I HAVE NOT been so fortunate. The Minister’s head of protocol came today, chewing gum. He enquired about the progress of my great work. Exhibition dates, he said, had been arranged.

‘Well,’ I explained, ‘I have nothing to show you.’

‘Then start quickly. You don’t have time.’

‘I am an old man,’ I said. ‘I have lost my talents.’ I held up a (frankly) excessively shaky hand. ‘I’ve sat at my three desks for two weeks. I have wasted a ream of paper and a half-kilo of ink. Nothing comes. I don’t have ideas any longer. You’d better cancel your exhibitions.’

The aide-de-camp looked severely discountenanced. He rolled his chewing gum round his mouth. He looked around the house for some evidence of deceit.

‘The Minister isn’t going to be pleased,’ he said eventually. ‘We had an agreement with you.’

I shrugged. I hadn’t agreed to anything.

‘You’ve been using the government car! You’ve been using the government driver! Corruption! Fraud!’

I shrugged again. My hand was really shaking.

‘You’ll die in prison,’ he said. ‘We’ll burn your house.’ He extemporized dreadful fates for a few moments. Then he put up his hands, palms out, at chest level, to indicate that he had discovered a solution and that the threats were now ended. ‘Say nothing to the Minister,’ he said. ‘The Minister has made it my responsibility. You understand. I can make it easy for you. You won’t let me down because I can be a very cruel man. Call your servant.’
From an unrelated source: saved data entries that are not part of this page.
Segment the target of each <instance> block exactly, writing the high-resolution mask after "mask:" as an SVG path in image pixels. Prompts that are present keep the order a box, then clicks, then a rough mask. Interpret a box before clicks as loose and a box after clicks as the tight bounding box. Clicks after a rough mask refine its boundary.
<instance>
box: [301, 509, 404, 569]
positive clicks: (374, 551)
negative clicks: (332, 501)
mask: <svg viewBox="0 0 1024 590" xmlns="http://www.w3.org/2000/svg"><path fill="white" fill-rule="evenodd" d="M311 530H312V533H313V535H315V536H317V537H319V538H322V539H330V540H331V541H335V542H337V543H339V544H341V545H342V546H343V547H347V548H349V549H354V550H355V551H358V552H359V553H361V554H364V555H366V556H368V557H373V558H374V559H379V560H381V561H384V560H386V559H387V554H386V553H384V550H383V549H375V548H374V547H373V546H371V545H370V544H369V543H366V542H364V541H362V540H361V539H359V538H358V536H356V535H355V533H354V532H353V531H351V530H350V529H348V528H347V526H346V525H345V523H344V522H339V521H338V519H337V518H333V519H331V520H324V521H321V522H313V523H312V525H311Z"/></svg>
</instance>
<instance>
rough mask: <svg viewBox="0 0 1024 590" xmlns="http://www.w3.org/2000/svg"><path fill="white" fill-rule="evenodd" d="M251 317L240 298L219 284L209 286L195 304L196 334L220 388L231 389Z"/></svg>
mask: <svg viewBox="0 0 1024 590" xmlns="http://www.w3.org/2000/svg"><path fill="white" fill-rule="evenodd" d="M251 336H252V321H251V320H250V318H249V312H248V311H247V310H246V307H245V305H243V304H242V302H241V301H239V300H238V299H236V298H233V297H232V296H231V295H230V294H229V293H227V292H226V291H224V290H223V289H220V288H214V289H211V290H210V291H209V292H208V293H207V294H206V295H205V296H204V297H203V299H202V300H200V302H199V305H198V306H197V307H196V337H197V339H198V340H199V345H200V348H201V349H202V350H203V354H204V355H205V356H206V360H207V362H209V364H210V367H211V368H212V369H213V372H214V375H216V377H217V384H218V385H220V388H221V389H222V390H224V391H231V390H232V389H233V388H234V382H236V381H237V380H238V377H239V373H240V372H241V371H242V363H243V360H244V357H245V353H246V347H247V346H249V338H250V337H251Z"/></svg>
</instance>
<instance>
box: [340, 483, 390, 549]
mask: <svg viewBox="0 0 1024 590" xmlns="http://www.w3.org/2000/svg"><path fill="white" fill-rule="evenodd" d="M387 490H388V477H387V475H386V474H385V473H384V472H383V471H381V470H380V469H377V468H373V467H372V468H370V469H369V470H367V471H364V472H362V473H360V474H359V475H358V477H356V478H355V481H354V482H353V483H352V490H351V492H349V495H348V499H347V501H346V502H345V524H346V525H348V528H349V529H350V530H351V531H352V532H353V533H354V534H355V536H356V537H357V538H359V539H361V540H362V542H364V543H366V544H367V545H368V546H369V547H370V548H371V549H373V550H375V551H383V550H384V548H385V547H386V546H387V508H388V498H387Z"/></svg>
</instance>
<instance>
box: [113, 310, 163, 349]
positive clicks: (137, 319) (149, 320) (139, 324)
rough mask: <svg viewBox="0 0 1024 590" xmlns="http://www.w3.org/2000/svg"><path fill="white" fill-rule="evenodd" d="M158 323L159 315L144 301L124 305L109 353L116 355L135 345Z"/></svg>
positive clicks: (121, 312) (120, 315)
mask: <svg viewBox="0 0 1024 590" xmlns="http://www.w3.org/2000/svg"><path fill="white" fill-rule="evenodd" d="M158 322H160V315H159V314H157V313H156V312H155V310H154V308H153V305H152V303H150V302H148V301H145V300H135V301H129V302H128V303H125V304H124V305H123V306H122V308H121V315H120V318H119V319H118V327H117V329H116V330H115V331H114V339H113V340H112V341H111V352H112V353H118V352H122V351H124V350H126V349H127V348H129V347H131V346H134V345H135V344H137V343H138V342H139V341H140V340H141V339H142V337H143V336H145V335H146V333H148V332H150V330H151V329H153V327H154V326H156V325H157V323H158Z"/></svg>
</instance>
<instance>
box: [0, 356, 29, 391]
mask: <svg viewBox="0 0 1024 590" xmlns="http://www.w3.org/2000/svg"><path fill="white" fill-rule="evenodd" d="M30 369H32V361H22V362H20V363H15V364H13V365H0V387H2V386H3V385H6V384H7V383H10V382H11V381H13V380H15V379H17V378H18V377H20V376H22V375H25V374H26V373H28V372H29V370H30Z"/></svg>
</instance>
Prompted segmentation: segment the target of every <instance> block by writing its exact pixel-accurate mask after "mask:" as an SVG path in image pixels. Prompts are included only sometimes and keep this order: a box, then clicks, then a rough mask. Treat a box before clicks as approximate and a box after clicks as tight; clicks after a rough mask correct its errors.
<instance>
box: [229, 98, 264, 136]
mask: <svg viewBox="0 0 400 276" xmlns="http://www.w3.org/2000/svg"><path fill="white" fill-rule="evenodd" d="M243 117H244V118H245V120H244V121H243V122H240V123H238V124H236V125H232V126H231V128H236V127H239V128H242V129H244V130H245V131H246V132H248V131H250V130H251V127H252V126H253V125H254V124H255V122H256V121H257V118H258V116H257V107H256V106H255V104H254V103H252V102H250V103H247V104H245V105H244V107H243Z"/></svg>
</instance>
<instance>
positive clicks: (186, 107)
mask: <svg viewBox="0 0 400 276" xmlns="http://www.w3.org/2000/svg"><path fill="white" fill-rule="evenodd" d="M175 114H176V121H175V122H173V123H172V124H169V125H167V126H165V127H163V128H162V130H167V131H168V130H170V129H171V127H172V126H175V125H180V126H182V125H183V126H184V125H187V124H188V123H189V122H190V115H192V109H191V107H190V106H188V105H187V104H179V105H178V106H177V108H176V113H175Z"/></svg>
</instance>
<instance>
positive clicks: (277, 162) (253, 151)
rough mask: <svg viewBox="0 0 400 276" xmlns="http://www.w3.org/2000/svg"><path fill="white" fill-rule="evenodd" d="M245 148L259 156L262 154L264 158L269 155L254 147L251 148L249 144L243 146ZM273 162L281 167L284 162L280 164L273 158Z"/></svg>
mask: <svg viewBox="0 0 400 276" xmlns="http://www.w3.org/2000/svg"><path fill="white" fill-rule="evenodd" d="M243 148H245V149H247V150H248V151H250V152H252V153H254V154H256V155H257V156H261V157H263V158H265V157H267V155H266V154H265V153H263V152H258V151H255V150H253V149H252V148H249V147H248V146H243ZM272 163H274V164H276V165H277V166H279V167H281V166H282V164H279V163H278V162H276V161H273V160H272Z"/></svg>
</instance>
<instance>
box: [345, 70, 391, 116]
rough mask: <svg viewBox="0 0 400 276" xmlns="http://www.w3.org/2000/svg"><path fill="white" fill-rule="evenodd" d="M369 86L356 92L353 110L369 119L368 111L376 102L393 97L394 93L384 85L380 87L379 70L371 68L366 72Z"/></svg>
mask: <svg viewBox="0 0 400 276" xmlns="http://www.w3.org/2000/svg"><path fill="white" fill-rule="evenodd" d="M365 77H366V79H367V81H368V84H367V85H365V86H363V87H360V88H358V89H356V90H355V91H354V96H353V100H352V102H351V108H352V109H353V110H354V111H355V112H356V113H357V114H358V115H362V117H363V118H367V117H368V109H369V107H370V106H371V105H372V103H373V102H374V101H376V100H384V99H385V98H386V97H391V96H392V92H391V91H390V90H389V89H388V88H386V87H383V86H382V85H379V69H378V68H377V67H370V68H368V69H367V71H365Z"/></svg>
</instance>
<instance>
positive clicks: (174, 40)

Sabino came through from the yard and sat down, as instructed, on the tiled floor. The aide-de-camp lit a cigarette and drew on it a few times until its ash burned bright. Then he stubbed it out on Sabino’s head. The odour of burnt hair joined the smell of tobacco. Sabino did not seem to feel anything except fear and apprehension. The aide-de-camp and head of Ministerial protocol took the gum from his mouth and ground it, too, into Sabino’s scalp. ‘There,’ he said.

‘Bravo.’

‘This is just to give you an idea,’ he explained. ‘Now, to business.’ He placed a thick envelope of banknotes on Sabino’s head. It balanced there. A fortune. ‘That should help you find inspiration,’ he said, and left my house with only a fraction of the ceremony with which he had entered it. I have seen many strange things in my life and met many foolish men — but this was the strangest and he was the most foolish.

I WAS SPENDING more and more time on my bed in the company of my gecko. I could think of little but work. But I produced nothing at my desks except doodles in geometric arabesque, mockeries of script. I slept on my back as recommended by the great calligrapher, Mir Ali of Tabriz. He had been thus inspired to devise Nasta’liq, the hanging script of the Muslims. A partridge had appeared to him in a dream and instructed him to shape letters like the wings of a bird. But all I dreamt of was young, young girls. Should I shape letters like young girls for the Minister’s great exhibition?

SABINO HAS fled from me. He fears for his life. Now I have no one to prepare my food, to wash my gowns, to walk into the market for my few provisions.

I walk each day at dusk, just as the moon starts to show itself low on the horizon, to what remain of the market booths. I enjoy myself. People call out to me as they used to when I had a booth of my own. I am a celebrity here, now that the Minister has visited me and Americans have made off with my shop fronts. I buy some fish and a few vegetables. I sit in the Syrian’s bar and drink tea while small boys, on hire for a few coins, run to fetch my clean washing or to purchase some heavy item. The Syrian sits with me and complains bitterly: custom is bad, too many laws, too many taxes, the young are disrespectful, an honest man cannot make his honest fortune, thieves everywhere, nobody knows how hard he works, life is cruel and expensive, the heat.